Agroinnova, Il Centro di Competenza dell’Università di Torino, e Confagricoltura Cuneo hanno raccontato le ultime novità della ricerca nel settore vitivinicolo.

L’incontro, organizzato da Agroinnova, Centro di Competenza dell’Università di Torino, e da Confagricoltura Cuneo, mira a fare il punto sulle ultime novità della ricerca nel settore vitivinicolo. Gli Incontri Fitoiatrici, giunti ormai alla quarantaseiesima edizione, “Difesa sostenibile della vite dai patogeni fungini e vinificazione in uno scenario di cambiamenti climatici”, si sono svolti al Castello di Grinzane (CN) grazie al contributo di Corteva Agriscience e Banca d’Alba.

L’incontro è stato moderato da Roberto Fiori, giornalista de La Stampa, e presieduto da Angelo Garibaldi, Presidente di Agroinnova, e da Enrico Allasia, Presidente di Confagricoltura Piemonte. Tra i relatori: Maria Lodovica Gullino, Massimo Pugliese, Vladimiro Guarnaccia, Matteo Monchiero, Antonio Marino e Dora Marchi. Nel panorama attuale in cui le strategie di difesa devono essere adattate al cambiamento climatico e alle esigenze di sostenibilità ambientale, i relatori hanno presentato gli ultimi risultati della ricerca e le soluzioni innovative più efficaci da utilizzare in campo per ottenere uve di alta qualità con eccellenti caratteristiche di vinificazione. “Buona parte delle relazioni ha messo in relazione il quadro fitosanitario attuale della vite con i cambiamenti climatici. La vite, infatti, anche per sua notevole importanza economica, è stata oggetto da parte di Agroinnova di molte ricerche volte a studiare gli effetti del cambiamento climatico sui principali patogeni fungini” ricorda il Direttore di Agroinnova, Maria Lodovica Gullino. Dora Marchi (Enosis Meraviglia) si soffermerà invece sulla maturazione dell’uva e sulla vinificazione in un contesto di cambiamenti climatici. Verrà ovviamente dato ampio spazio alla discussione dei temi presentati.

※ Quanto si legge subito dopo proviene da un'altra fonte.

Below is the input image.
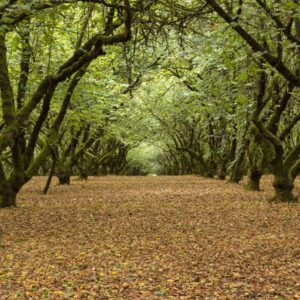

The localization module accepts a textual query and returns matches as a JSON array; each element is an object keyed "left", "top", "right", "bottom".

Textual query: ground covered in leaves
[{"left": 0, "top": 176, "right": 300, "bottom": 300}]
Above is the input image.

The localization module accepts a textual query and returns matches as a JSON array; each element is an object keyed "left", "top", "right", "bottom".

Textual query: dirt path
[{"left": 0, "top": 176, "right": 300, "bottom": 300}]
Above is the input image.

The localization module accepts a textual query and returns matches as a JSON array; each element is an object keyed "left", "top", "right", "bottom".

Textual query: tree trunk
[
  {"left": 0, "top": 184, "right": 17, "bottom": 208},
  {"left": 271, "top": 169, "right": 297, "bottom": 202},
  {"left": 217, "top": 161, "right": 227, "bottom": 180},
  {"left": 78, "top": 168, "right": 89, "bottom": 180},
  {"left": 246, "top": 169, "right": 262, "bottom": 191},
  {"left": 56, "top": 172, "right": 71, "bottom": 185},
  {"left": 228, "top": 166, "right": 243, "bottom": 183}
]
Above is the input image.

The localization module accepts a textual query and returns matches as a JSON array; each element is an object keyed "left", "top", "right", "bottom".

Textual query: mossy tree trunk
[
  {"left": 246, "top": 168, "right": 262, "bottom": 191},
  {"left": 0, "top": 183, "right": 17, "bottom": 208}
]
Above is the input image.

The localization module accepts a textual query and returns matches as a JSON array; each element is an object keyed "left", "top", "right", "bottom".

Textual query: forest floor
[{"left": 0, "top": 176, "right": 300, "bottom": 300}]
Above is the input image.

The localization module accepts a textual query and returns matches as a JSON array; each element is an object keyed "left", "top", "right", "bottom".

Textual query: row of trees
[{"left": 0, "top": 0, "right": 300, "bottom": 207}]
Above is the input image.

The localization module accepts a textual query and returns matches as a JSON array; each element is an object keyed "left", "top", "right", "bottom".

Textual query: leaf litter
[{"left": 0, "top": 176, "right": 300, "bottom": 300}]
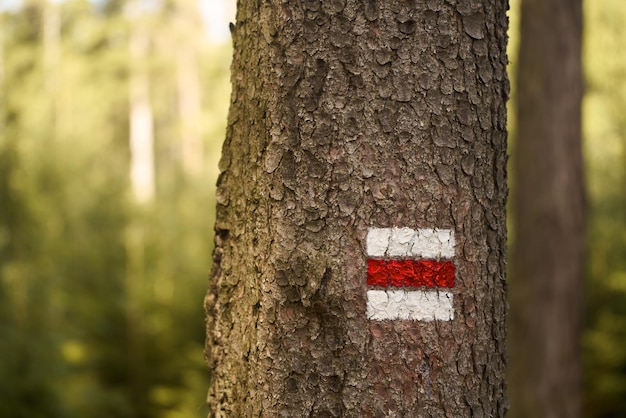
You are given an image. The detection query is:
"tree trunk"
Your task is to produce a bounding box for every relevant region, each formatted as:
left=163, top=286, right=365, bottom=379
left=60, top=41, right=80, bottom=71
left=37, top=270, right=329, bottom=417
left=510, top=0, right=585, bottom=417
left=129, top=15, right=155, bottom=204
left=174, top=0, right=204, bottom=177
left=205, top=0, right=508, bottom=417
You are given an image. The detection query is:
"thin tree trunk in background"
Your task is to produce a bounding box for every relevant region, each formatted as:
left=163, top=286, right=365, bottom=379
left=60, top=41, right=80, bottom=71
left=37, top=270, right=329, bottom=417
left=130, top=21, right=155, bottom=203
left=125, top=9, right=155, bottom=418
left=509, top=0, right=585, bottom=418
left=205, top=0, right=508, bottom=417
left=175, top=0, right=204, bottom=177
left=41, top=0, right=61, bottom=136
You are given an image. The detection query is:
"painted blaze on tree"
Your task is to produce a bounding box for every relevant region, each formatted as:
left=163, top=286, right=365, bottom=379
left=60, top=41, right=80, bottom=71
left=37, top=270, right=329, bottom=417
left=206, top=0, right=508, bottom=417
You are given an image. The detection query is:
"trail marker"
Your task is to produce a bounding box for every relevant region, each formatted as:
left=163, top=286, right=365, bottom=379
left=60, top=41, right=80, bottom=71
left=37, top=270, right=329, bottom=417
left=367, top=228, right=456, bottom=321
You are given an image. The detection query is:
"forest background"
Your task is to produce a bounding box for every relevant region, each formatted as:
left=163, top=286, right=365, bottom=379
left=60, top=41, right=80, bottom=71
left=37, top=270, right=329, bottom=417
left=0, top=0, right=626, bottom=418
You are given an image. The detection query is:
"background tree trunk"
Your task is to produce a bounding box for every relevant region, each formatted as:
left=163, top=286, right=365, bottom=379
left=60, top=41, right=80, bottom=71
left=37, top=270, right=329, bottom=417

“Alla luce delle evidenti ripercussioni che i cambiamenti climatici stanno avendo negli ultimi anni sulla viticoltura, durante il convegno analizzeremo quali sono le possibili strade da intraprendere per attuare una difesa efficace e nello stesso tempo sostenibile tra i filari, così da valorizzare sempre meglio il bagaglio di eccellenze, competenze e tradizioni di cui è ricco il territorio provinciale e regionale in questo settore”, dichiara il presidente di Confagricoltura Piemonte e Cuneo, Enrico Allasia.

L’evento si è svolto nell’ambito del progetto VITA – VITicoltura Armoniosa, finanziato dal Fondo europeo agricolo per lo sviluppo rurale (Programma di Sviluppo Rurale 2014-2020), e del progetto Vite 4.0, finanziato dalla Fondazione Cassa di Risparmio di Cuneo (Programma Agroalimentare 4.0 2018).